# An asymptotic connection between nth prime number and prime counting function

I am trying to prove an asymptotic between the nth prime number and the prime-counting function. Numerically it seems right but I don't know if every step is correct. So here we go: We know that $$\pi(n)\sim\frac{n}{\log n} \quad \mathrm{and} \quad p_n \sim n\log n \qquad (n\rightarrow\infty).$$ The first statement can be rewritten as $$\pi(n) \sim \frac{n\log n}{\log^2 n} \qquad (n\rightarrow\infty).$$ Now, is the next step valid? $$\pi(n)\log^2 n\sim n\log n \qquad (n\rightarrow\infty).$$ If this step is valid we can continue and say that $$\pi(n)\log^2 n\sim p_n \qquad (n\rightarrow\infty),$$ which is my desired outcome.
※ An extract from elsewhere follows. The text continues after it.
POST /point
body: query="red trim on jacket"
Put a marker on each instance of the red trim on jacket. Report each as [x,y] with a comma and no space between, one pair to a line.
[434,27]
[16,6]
Yes, all the steps are justified. In general, $$f(n) \sim g(n) \implies h(n) \cdot f(n) \sim h(n) \cdot g(n),$$ and in your case, you can just multiply the prime number theorem by $$\log^2 n$$ and substitute $$p_n$$ for $$n\log n$$ (since $$\sim$$ is also transitive).
Just remember the definition of $$f\sim g$$, i.e., that $$\lim\frac fg = 1$$.